Healthy young adults who have previously contracted Covid-19 will be recruited to take part in a new human challenge trial to study how the body’s immune system reacts to the deadly coronavirus, for a better understanding to protect against the virus and also for more accurate tests.
The Oxford University-led human challenge trial will look at what kind of immune response can stop people from becoming re-infected and also how the immune system reacts second time round.
People aged between 18 and 30 who have previously been naturally infected will be recruited and re-exposed to the virus in a safe, controlled environment and paid around 5,000 pounds to be quarantined for 17 days at a hospital.
“Challenge studies tell us things that other studies cannot because, unlike natural infection, they are tightly controlled. When we re-infect these participants, we will know exactly how their immune system has reacted to the first Covid infection, exactly when the second infection occurs, and exactly how much virus they got,” said Helen McShane, Professor of Vaccinology at the Department of Paediatrics, University of Oxford and Chief Investigator on the study.
The study will take place in two phases with different participants in each phase.
The first phase, which will start this month, will establish the lowest dose of virus which, in approximately 50 per cent of people who have previously been naturally infected, can take hold and start replicating but produce little or no symptoms.
In the second phase of the study, expected to start later this year, all participants will be infected with the standardised dose of virus which was established in phase one. Prof. McShane said her team will begin with defining very carefully the baseline immune response in the volunteers, before infecting them.
They will then infect them with the dose of virus chosen from the first study and measure how much virus we can detect after infection.
They will then be able to understand what kind of immune responses protect against re-infection.
They will also measure the immune response at several time points after infection to understand what immune response is generated by the virus.
“A challenge study allows us to make these measurements very precisely because we know exactly when someone is infected. The information from this work will allow us to design better vaccines and treatments, and also to understand if people are protected after having Covid, and for how long,” said McShane, adding that it would also help with designing tests that can more accurately predict whether people are protected.
For phase one, up to 64 healthy participants between the ages of 18 and 30 who have previously been naturally infected with Covid-19 will be re-exposed to the virus in carefully controlled conditions.

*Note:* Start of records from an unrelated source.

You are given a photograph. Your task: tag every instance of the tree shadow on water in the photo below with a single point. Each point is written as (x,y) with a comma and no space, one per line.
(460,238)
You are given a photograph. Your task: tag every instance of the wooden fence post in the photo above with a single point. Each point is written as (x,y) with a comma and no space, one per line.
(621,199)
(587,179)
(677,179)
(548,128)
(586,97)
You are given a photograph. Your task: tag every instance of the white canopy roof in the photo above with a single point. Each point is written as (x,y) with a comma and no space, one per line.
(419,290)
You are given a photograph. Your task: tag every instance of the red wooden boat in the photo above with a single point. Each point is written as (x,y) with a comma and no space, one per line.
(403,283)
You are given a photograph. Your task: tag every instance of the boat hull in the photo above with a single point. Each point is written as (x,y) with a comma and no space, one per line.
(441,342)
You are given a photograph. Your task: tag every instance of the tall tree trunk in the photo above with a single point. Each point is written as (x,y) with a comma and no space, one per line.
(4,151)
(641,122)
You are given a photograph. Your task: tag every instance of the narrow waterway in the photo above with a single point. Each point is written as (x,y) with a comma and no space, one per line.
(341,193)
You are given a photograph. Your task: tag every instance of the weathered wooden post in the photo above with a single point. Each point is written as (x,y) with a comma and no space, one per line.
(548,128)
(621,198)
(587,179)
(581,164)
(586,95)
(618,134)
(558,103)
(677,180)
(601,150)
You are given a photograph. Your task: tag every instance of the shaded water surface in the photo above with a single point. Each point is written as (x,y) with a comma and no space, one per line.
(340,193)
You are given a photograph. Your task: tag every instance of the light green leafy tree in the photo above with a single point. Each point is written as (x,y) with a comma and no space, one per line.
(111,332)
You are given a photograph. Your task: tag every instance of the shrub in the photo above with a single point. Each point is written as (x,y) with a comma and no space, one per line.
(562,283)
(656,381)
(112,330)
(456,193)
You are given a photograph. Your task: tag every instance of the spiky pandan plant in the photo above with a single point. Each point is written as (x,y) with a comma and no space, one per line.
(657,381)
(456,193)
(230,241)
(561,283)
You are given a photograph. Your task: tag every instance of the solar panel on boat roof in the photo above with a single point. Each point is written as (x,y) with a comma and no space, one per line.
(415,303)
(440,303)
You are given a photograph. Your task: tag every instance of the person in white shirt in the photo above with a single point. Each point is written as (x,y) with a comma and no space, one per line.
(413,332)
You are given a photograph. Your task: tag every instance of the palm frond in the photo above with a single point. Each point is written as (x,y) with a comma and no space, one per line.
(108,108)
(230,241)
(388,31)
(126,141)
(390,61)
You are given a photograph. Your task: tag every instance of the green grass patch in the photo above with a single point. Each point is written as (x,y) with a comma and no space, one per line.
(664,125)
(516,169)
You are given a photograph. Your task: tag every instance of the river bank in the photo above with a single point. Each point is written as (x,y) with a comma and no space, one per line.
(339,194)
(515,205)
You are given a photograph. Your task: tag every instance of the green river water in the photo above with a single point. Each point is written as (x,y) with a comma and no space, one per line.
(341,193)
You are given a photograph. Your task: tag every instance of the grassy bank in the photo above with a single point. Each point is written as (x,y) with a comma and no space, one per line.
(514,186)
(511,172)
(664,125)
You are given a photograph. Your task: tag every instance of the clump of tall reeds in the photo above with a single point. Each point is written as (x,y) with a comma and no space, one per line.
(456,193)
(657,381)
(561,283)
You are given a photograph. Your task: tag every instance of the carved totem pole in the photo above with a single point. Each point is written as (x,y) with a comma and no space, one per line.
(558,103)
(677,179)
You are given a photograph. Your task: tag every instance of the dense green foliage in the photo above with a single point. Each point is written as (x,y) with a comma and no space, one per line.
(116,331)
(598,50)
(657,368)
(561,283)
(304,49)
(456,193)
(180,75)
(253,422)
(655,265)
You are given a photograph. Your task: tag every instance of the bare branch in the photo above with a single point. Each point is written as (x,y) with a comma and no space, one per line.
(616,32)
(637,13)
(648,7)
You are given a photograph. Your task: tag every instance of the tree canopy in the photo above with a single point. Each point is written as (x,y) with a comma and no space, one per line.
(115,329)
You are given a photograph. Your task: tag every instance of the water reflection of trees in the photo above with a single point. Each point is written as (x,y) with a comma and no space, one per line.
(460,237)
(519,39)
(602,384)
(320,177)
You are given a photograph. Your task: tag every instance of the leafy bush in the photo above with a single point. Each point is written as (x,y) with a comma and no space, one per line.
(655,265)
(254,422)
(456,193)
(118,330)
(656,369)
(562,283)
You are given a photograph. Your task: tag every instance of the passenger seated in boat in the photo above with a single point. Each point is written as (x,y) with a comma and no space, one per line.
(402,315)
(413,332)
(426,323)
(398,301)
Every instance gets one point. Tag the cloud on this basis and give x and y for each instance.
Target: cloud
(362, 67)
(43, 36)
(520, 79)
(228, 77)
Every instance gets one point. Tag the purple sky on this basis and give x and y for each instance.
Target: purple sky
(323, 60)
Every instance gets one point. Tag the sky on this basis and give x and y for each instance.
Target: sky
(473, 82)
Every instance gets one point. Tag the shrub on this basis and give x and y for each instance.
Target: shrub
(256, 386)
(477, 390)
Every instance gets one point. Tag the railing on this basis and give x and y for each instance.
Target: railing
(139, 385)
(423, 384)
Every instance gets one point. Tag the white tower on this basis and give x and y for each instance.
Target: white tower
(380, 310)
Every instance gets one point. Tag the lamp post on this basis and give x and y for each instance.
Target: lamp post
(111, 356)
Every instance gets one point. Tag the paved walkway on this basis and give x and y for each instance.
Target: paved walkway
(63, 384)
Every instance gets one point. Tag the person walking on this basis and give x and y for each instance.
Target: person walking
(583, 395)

The virus used in the study will be the original strain from Wuhan, China.
The participants will be quarantined in a specially designed hospital suite for a minimum of 17 days under the care of the research team.
They will undergo numerous medical tests including CT scans of the lungs and MRI scans of the heart.
The risks to participants will be minimised by making sure that those who take part are completely fit and well and have completely recovered from their first infection with Covid, the researchers said.
Any participants, recruited on a voluntary basis, who develop any symptoms will be given medical treatment with the Regeneron monoclonal antibody treatment.
They will only be discharged from the quarantine unit when they are no longer infected and not at risk of infecting others. The full length of the study will be 12 months, including a minimum of eight follow-up appointments after discharge.
The research team explained that a human challenge trial in medical research is a carefully controlled study that involves purposefully infecting a subject with a pathogen or bug, in order to study the effects of that infection.
“There are still many unknowns surrounding this virus and human infections studies can enable us to learn a lot about Covid-19. This study has the potential to transform our understanding by providing high-quality data on how our immune system responds to a second infection with this virus,” said Shobana Balasingam, Vaccines Senior Research Advisor at Wellcome Trust, the funders behind the trial.
“The findings could have important implications for how we handle Covid-19 in the future, and inform not just vaccine development but also research into the range of effective treatments that are also urgently needed. Keeping up the pace of scientific research and development, through crucial studies such as this remain the only way we will truly get ahead of this pandemic and bring it under control,” she said.